Common Off-Road Trailering Challenges

Getting hung up because the trailer is stuck on an obstacle. This is an extremely common scenario when you’re towing a trailer in off-road conditions — the tow vehicle will clear something, but the trailer isn’t having it! Something as little as a tree stump can catch the trailer and get up stuck, it doesn’t take much.

Not being able to get around a curve because you're too long. A sharp switch back is usually no problem for any off-road vehicle, but if a trailer is attached, these can become very challenging.

You can get in, but you can’t get out. This is a common occurrence at campsites for various reasons. Somehow you got the trailer in place, but it’s not coming back out. It may be because you don’t have sufficient "run" to get up a head of steam, or because weather has changed road conditions, or because it's harder to maneuver out that anticipated.

The trailer needs to be disconnected while off-roading because the tow vehicle is stuck. This is a problem within a problem — you need to disconnect the trailer because the vehicle is stuck, but once you disconnect, you've got a trailer that isn't attached to anything sitting on a trail.

How To Handle These Common Challenges

Dealing with these common off-road towing problems is equal parts prevention, technique, and tools. Here are some general guidelines.

Carefully map out your route. If you can, go ahead and scout out your route. Sometimes this isn’t possible, especially on a long trip, but your eyes on the ground will reveal a lot more than a map.

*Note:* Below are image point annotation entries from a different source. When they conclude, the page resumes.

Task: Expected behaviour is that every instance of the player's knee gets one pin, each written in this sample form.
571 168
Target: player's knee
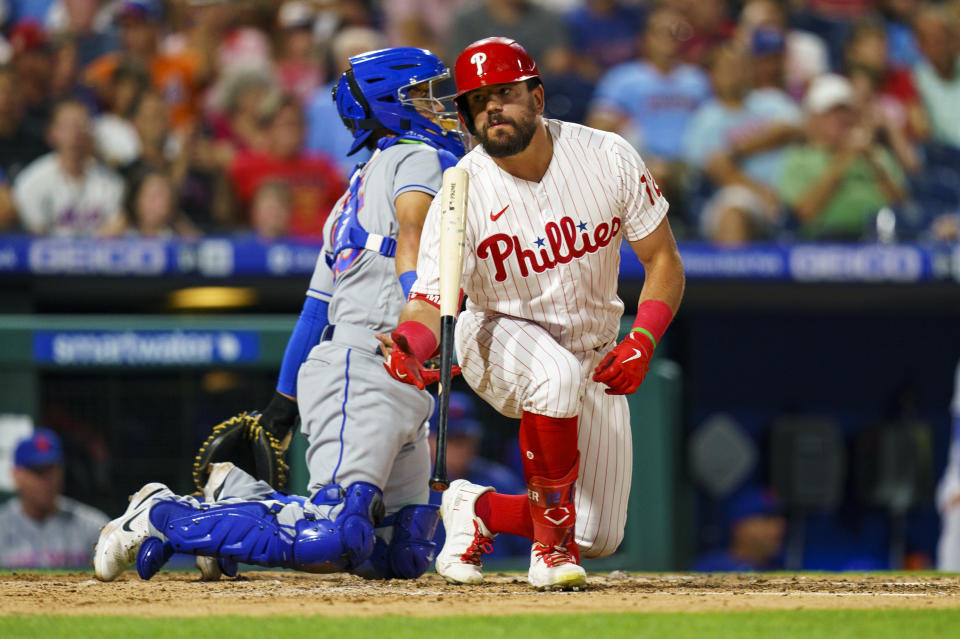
559 387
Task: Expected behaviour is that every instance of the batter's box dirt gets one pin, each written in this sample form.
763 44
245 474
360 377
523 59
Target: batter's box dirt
276 593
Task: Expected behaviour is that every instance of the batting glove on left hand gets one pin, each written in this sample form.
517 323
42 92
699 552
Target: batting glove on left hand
624 367
404 367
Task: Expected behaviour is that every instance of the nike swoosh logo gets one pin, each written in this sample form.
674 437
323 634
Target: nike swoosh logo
493 218
126 524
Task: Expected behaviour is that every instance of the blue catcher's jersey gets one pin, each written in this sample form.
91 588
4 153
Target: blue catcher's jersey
356 272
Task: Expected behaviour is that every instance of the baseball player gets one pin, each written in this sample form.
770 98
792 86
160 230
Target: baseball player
548 204
368 454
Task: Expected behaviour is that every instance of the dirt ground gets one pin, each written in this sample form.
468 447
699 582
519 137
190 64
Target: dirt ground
284 592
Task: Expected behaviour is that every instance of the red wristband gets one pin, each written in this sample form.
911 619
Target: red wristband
653 317
420 339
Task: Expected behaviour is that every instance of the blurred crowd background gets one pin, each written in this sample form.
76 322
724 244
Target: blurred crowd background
761 120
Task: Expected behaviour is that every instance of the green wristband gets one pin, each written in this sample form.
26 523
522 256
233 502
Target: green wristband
645 332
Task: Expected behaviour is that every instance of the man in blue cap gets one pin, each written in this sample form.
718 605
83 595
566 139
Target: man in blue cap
41 528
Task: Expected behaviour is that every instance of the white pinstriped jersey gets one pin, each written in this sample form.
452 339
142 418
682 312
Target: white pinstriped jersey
549 251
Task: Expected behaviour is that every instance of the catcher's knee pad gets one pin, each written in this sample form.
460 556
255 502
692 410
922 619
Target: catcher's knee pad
248 532
362 509
411 548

If you can’t take a look yourself, your next best bet is to jump on off-roading forums and ask people in that area to alert you to obstacles.

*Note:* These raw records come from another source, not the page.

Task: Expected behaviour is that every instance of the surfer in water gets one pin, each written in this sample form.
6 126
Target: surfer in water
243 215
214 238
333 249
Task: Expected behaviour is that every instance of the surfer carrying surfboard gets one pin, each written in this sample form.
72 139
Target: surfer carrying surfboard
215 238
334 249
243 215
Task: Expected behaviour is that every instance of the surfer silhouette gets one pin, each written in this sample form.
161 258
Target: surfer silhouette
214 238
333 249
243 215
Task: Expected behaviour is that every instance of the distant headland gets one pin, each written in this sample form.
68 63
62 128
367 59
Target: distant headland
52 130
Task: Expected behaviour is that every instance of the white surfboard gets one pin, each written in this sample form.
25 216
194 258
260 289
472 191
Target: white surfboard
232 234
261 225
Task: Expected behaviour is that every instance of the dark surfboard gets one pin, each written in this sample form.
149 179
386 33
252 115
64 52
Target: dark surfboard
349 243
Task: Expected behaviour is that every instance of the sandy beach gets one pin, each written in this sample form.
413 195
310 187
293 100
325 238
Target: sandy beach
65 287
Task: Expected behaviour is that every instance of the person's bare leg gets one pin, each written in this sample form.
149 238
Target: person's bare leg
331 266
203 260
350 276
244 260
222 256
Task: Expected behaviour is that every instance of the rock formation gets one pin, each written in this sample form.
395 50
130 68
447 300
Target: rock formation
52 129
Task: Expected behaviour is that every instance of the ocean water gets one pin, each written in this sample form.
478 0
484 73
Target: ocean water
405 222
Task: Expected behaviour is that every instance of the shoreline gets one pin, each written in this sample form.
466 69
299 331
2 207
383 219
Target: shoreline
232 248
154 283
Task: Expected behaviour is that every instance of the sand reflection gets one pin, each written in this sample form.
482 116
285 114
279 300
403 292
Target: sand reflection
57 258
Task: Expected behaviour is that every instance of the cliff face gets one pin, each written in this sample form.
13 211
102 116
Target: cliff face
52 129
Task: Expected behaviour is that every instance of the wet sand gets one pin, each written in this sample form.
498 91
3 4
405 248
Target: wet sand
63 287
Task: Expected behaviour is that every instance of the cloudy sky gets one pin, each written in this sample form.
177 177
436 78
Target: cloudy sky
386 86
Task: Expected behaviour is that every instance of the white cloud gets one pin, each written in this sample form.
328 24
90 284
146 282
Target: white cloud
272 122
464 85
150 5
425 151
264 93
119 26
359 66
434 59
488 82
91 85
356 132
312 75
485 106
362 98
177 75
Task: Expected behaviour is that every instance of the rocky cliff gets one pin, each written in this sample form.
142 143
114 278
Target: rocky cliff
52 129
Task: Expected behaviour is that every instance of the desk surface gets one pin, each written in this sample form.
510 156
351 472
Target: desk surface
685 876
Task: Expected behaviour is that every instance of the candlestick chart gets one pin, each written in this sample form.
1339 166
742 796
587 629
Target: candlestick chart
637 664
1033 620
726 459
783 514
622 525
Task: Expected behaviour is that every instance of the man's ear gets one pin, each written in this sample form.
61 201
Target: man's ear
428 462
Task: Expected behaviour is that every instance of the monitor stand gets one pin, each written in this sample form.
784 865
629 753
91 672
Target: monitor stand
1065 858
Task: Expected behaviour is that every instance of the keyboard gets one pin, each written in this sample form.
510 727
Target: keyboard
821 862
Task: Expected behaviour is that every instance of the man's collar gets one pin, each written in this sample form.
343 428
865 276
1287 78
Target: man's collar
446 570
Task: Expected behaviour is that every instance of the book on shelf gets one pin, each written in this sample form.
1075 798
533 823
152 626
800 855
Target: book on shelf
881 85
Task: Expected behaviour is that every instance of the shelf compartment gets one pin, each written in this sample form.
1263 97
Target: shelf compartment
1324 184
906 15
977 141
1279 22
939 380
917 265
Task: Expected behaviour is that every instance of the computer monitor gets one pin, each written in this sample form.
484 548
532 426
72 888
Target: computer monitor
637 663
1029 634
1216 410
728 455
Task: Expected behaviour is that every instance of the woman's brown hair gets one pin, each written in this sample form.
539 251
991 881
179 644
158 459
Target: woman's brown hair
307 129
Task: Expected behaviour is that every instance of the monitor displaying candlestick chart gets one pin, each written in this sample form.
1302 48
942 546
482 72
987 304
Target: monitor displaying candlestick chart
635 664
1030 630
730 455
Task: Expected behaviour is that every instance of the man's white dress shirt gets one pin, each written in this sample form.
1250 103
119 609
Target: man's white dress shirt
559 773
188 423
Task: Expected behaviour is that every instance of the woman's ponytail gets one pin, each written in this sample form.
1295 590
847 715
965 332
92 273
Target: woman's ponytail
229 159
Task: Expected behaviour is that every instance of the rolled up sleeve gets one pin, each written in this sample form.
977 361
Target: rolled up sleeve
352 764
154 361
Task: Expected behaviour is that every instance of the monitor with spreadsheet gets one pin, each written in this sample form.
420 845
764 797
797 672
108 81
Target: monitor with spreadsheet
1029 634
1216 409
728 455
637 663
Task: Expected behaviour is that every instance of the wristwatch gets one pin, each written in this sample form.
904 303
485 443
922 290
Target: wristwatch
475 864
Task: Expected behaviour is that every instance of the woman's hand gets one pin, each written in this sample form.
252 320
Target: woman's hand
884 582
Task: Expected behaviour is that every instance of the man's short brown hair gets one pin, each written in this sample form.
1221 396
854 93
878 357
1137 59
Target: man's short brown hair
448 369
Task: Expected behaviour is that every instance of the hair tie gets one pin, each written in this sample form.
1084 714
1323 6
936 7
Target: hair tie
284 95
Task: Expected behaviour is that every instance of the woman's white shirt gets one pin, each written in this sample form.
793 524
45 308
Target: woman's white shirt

NOTE: If you're about to try and pull over an obstacle or difficult route, walk it first. Every off-roader agrees walking an obstacle is a smart idea before you try driving it.

Don’t take your trailer somewhere it shouldn’t go. This is a common sense bit that many people seem to forget, but if there’s going to be ground clearance issues or impassable objects/angles in the way, don’t try to take a trailer with you.

Reduce tire pressure on the trailer and add weight to pivot. In sticky situations, it’s best the keep the tire pressure low to avoid getting stuck. Also, you can use weight distribution to your advantage when you need to pivot the trailer around various obstacles...add or remove weight from the front or back of the trailer, and gravity will help you "pull" the trailer where you want it to.

Use a winch and off-road trailer jack with a swivel wheel. Sometimes, the only way to get a trailer somewhere is to winch it. If you have a heavy-duty off-road trailer jack with a swivel wheel (like the XO Trailer Jack), you can jack up the trailer so it's resting on the wheel, detach the tow vehicle, and then use a winch to pull the trailer over/around whatever obstacle there us. The wheeled trailer jack can be steered easily enough, and assuming it's sufficiently tough, it will get your trailer out of trouble.